Expectation Maximization Sketch

Dontloo bio photo By Dontloo

Intro

Say we have observed data \(X\), the latent variable \(Z\) and parameter \(\theta\), we want to maximize the log-likelihood \(\log p(X|\theta)\). Sometimes it’s not an easy task, probably because it doesn’t have a closed-form solution, the gradient is difficult to compute, or there’re complicated constraints that \(\theta\) must satisfy.
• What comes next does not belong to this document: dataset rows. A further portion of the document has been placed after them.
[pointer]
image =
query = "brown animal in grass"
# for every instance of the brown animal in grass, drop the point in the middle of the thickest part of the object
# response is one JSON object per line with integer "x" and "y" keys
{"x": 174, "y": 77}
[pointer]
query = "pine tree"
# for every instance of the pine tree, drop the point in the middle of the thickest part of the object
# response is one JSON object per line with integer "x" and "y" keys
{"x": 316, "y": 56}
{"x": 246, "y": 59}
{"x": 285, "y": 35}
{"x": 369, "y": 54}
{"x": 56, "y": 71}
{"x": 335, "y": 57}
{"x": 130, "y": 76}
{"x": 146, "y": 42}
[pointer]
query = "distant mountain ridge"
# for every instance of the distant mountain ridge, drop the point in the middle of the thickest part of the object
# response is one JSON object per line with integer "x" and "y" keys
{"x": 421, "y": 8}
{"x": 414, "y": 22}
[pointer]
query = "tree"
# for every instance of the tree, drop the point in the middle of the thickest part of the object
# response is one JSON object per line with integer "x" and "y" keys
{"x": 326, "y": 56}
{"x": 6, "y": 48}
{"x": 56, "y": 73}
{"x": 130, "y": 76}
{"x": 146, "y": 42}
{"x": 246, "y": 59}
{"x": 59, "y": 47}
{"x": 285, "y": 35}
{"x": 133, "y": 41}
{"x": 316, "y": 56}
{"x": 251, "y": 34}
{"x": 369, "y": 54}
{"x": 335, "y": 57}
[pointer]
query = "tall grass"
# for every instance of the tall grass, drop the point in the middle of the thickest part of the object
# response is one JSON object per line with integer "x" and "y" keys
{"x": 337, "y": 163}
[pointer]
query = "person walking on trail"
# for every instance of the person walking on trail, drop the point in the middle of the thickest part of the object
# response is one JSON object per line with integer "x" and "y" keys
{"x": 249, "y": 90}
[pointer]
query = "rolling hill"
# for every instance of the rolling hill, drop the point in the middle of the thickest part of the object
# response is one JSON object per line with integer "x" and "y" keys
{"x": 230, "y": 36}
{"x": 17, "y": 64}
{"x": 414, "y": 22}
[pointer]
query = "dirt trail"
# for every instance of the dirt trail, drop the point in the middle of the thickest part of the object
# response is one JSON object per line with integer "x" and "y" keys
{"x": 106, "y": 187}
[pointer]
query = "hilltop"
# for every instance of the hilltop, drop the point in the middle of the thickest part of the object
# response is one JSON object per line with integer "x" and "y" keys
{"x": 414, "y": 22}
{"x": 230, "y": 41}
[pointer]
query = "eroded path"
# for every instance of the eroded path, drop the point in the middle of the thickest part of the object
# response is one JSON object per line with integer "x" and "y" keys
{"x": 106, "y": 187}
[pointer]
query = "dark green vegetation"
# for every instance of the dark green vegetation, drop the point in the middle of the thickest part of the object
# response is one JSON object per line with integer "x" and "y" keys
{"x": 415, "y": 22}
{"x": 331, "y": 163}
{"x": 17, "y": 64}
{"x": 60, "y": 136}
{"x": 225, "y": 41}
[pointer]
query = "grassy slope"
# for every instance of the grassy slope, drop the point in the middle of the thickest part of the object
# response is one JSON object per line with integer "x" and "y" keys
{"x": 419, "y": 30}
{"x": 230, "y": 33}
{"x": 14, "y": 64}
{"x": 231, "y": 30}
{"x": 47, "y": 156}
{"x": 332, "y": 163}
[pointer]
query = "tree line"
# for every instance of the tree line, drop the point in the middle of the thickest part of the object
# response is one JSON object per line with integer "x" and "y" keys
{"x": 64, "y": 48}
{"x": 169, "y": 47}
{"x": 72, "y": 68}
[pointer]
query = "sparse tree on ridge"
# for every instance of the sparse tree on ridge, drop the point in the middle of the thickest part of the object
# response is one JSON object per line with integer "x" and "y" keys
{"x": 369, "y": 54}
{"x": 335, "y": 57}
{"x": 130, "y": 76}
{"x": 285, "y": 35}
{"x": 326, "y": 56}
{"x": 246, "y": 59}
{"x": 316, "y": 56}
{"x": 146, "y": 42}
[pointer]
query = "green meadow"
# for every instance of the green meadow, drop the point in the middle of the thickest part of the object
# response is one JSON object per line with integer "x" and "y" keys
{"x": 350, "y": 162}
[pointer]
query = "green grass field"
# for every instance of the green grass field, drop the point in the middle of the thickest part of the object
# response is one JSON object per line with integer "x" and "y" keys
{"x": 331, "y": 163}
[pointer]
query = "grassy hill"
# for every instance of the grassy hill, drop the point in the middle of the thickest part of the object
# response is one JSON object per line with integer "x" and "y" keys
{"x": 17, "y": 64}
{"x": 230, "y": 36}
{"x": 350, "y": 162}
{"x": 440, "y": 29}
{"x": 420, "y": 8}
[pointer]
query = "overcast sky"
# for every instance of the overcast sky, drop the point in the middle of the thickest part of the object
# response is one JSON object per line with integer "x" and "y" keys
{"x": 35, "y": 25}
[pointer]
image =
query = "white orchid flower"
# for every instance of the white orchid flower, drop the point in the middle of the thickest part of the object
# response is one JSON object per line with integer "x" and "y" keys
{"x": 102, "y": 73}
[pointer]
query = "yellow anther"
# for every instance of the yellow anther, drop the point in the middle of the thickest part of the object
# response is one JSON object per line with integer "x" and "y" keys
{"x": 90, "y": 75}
If somehow the joint log-likelihood \(\log p(X, Z|\theta)\) can be maximized more easily, we can turn to the Expectation Maximization algorithm for help. There are several ways to formulate the EM algorithm, as will be discussed in this blog.

Joint Log-likelihood

The basic idea is just to optimize the joint log-likelihood \(\log p(X, Z|\theta)\) instead of the data log-likelihood \(\log p(X|\theta)\). But since the true values of latent variables \(Z\) are unknown, we need to estimate a posterior distribution \(p(z|x, \theta)\) for each data point \(x\), then maximize the expected log-likelihood over the posterior
\[\sum_x E_{p_{z|x}}[\log p(x,z|\theta)].\]

The optimization follows two iterative steps. The E-step computes the expectation under the current parameter \(\theta’\) \[\sum_x \sum_{z} p(z|x, \theta’) \log p(x,z|\theta) = Q(\theta|\theta’).\] The M-step tries to find the new parameter \(\theta\) that maximizes \(Q(\theta|\theta’)\). It turns out that such method is guaranteed to find a local maximum data log-likelihood \(\log p(X|\theta)\), as will be shown in later sections.

Evidence Lower Bound (ELBO)

One way to derive EM formally is via constructing the evidence lower bound of \(\log p(X|\theta)\) using Jensen’s inequality \[\log p(X|\theta) = \sum_x \log p(x|\theta)\] \[= \sum_x \log \sum_z p(x, z|\theta)\] \[= \sum_x \log \sum_z q_{z|x}(z) \frac{p(x, z|\theta)}{q_{z|x}(z)}\] \[\geq \sum_x \sum_z q_{z|x}(z) \log \frac{p(x, z|\theta)}{q_{z|x}(z)}\] where \(q_{z|x}(z)\) is an arbitrary distribution over the latent variable associated with data point \(x\).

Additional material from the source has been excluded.